Two other very different "across the curriculum" efforts that involved writing also gained prominence after WWII: remediation and abolition. Writing centers—originally called "writing hospitals" (Vose, 1925, p. 5)—and remedial courses were places to send students who did not enter the university with the educational preparation needed to write at the required level, or who did not have the resources that would allow them to learn without assistance. For similar reasons, a number of universities and colleges—usually small, private, and selective institutions—abolished required composition courses, typically using the rationale that students should have learned to write before entering college or, if they had not yet done so, that the responsiblity should not fall to the English department, whose job was to teach great literature rather than closely analyze and mediate writing.

But English departments in the 1960s also saw a small but eventually influential revival of interest in classical rhetoric and the teaching of writing, as well as growing interest in language across the curriculum and in students' personal and social development through writing. These developments were profoundly influenced by British scholar James Britton and his collaborators, such as Nancy Martin, many of whom would collaborate with Britton on his influential book, The Development of Writing Abilities, 11–18 (1975). At the groundbreaking 1966 Dartmouth Conference on English, U.S. teachers met teachers from across the Atlantic to respond to the question "What is English?" and to outline ways it might be taught. Scholars who attended the conference had been systematically researching language across the curriculum, not just in terms of disciplinary discourse but also in terms of the individual development of students who came from a variety of ethnic and linguistic backgrounds (see https://dartmouthwritinginstitute.wordpress.com/1966-seminar/a-brief-history/).

In the late 1960s and early 1970s, another surge in college and university enrollment took place, this time spurred by the civil rights movement and a shift to open-enrollment admission polices.

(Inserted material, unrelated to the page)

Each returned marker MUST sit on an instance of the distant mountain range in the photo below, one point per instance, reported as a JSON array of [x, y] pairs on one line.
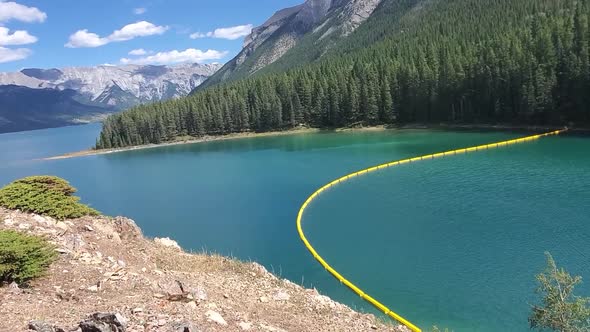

The surge brought new populations to higher education, populations with characteristics that differed markedly from those of previous generations of college students. By this time, however, U.S. writing teachers had available concepts and models for thinking about writing development—and for doing something about it—which we now know as writing across the curriculum. 

A number of other movements "across the curriculum" emerged either before today's WAC movement (great books, general education, faculty development) or after (diversity, multiculturalism, ethics, internationalization, mathematics, and philosophy as well as reading, literacy, problem-based learning, and communication across the curriculum). But none before or after have had both the longevity and reach of today's encompassing WAC movement (D. Russell, 2020).